AgentCoord: Visually Exploring Coordination Strategy for LLM-based Multi-Agent Collaboration
Bo Pan, Jiaying Lu, Ke Wang, Li Zheng, Zhen Wen, Yingchaojie Feng, Minfeng Zhu, Wei Chen
TL;DR
The paper tackles the challenge of designing coordination strategies for LLM-based multi-agent systems, where natural language ambiguity and large text content impede efficient design. It introduces AgentCoord, a visual exploration framework that uses a structured representation and a three-stage generation method (Plan Outline, Agent Assignment, Task Process) to map user goals to executable strategies, complemented by interactive exploration and visually enhanced execution analysis. The authors validate the approach with a formal user study, showing improved strategy comprehension, exploration flexibility, and result analysis compared with two baselines. This work enables broader, more approachable design of coordinated multi-agent workflows and supports rapid prototyping and evaluation of coordination strategies.
Abstract
The potential of automatic task-solving through Large Language Model (LLM)-based multi-agent collaboration has recently garnered widespread attention from both the research community and industry. While utilizing natural language to coordinate multiple agents presents a promising avenue for democratizing agent technology for general users, designing coordination strategies remains challenging with existing coordination frameworks. This difficulty stems from the inherent ambiguity of natural language for specifying the collaboration process and the significant cognitive effort required to extract crucial information (e.g. agent relationship, task dependency, result correspondence) from a vast amount of text-form content during exploration.
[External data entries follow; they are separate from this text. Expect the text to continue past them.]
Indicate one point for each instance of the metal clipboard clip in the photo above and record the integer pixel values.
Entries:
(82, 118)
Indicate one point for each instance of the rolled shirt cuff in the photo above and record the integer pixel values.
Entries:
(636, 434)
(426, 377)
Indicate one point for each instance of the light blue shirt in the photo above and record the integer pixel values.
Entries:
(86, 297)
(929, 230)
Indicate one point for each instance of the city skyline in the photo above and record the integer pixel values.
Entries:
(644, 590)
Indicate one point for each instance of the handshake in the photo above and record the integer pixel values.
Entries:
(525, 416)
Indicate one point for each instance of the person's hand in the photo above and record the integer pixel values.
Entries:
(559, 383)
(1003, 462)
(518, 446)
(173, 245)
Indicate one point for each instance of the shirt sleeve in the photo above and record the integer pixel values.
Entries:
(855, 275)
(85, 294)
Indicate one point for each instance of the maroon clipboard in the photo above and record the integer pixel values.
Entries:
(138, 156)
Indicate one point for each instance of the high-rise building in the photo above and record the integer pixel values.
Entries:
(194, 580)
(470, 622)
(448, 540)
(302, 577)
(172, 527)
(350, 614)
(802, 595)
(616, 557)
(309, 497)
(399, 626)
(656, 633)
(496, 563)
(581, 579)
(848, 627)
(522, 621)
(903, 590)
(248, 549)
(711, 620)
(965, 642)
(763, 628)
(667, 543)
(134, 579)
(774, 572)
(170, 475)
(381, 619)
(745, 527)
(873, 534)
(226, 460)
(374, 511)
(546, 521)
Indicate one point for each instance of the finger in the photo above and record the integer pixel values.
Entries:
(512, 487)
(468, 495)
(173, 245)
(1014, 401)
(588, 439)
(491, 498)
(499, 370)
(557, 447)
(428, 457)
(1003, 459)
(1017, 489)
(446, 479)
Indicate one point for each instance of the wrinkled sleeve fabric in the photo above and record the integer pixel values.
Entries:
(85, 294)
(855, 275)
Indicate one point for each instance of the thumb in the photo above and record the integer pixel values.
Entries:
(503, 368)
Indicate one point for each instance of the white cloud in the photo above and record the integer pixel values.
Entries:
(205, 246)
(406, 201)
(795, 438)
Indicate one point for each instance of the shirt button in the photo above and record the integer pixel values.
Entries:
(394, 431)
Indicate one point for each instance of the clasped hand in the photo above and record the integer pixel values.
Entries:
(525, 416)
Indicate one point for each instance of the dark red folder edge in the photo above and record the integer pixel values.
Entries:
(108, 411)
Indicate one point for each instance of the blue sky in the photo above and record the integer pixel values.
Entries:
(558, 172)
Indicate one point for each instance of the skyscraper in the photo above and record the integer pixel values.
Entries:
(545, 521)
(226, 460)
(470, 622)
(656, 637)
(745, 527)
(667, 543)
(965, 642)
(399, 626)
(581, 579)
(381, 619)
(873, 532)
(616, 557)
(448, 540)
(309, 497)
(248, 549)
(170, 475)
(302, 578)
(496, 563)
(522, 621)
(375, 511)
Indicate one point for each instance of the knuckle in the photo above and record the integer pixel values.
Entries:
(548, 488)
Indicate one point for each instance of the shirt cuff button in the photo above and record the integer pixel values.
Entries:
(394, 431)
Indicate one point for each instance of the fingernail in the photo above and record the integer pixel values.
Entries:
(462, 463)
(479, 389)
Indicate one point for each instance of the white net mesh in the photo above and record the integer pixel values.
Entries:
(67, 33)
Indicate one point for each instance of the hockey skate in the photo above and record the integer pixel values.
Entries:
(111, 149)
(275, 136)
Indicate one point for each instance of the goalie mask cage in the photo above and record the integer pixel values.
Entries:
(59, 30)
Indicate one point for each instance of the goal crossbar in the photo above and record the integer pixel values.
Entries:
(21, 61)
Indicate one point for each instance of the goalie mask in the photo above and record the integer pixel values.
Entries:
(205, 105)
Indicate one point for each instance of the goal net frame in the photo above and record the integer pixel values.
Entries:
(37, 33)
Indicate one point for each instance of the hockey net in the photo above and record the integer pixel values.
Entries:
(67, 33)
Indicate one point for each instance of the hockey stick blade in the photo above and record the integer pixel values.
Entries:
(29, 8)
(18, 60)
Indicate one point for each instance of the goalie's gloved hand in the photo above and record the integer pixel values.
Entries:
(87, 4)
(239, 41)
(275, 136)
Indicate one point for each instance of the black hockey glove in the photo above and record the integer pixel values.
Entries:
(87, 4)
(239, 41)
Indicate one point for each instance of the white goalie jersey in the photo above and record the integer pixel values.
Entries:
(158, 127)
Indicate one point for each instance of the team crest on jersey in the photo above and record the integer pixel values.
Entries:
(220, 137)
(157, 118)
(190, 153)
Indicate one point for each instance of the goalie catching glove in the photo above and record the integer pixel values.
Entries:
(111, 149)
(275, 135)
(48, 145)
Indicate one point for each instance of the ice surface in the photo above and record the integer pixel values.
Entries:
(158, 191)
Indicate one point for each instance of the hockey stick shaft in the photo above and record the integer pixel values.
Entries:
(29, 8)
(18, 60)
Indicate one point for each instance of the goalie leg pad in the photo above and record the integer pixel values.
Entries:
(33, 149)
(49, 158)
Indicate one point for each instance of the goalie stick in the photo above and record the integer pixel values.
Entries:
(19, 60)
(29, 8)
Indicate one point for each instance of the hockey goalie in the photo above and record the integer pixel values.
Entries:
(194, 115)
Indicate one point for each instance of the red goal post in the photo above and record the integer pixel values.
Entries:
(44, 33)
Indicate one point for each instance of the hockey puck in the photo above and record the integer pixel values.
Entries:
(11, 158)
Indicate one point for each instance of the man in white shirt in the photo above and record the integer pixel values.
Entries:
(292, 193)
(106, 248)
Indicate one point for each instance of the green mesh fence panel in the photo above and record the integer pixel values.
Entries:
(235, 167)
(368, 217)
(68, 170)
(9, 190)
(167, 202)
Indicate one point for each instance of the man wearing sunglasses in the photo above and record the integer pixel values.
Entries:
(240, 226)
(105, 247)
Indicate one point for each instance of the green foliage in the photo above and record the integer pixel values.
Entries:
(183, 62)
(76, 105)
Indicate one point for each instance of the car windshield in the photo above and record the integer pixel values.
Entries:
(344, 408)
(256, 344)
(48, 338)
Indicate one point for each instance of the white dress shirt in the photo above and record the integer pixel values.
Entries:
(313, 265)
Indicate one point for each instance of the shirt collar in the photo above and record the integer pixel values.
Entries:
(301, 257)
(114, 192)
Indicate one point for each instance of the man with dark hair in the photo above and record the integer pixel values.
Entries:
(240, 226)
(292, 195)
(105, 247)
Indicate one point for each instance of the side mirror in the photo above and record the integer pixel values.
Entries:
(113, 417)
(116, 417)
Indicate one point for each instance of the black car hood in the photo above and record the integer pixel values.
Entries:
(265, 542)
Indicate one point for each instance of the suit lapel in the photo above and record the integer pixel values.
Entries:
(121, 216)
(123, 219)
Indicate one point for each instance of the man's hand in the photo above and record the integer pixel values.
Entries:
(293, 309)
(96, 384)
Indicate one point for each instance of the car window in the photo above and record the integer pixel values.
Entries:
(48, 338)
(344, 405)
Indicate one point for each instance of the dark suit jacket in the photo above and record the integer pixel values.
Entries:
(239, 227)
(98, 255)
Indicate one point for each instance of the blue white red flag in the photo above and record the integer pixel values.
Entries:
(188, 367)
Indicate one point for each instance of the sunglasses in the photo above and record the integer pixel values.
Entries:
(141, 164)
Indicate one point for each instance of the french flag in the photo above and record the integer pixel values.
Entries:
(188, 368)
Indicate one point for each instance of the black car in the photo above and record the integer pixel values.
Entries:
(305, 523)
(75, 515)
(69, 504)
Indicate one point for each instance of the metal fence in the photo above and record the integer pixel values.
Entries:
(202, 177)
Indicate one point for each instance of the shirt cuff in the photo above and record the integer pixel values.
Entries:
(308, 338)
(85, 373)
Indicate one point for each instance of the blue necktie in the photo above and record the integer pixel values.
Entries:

In this work, we present a visual exploration framework to facilitate the design of coordination strategies in multi-agent collaboration. We first establish a structured representation for LLM-based multi-agent coordination strategy to regularize the ambiguity of natural language. Based on this structure, we devise a three-stage generation method that leverages LLMs to convert a user's general goal into an executable initial coordination strategy. Users can further intervene at any stage of the generation process, utilizing LLMs and a set of interactions to explore alternative strategies. Whenever a satisfactory strategy is identified, users can commence the collaboration and examine the visually enhanced execution result. We develop AgentCoord, a prototype interactive system, and conduct a formal user study to demonstrate the feasibility and effectiveness of our approach.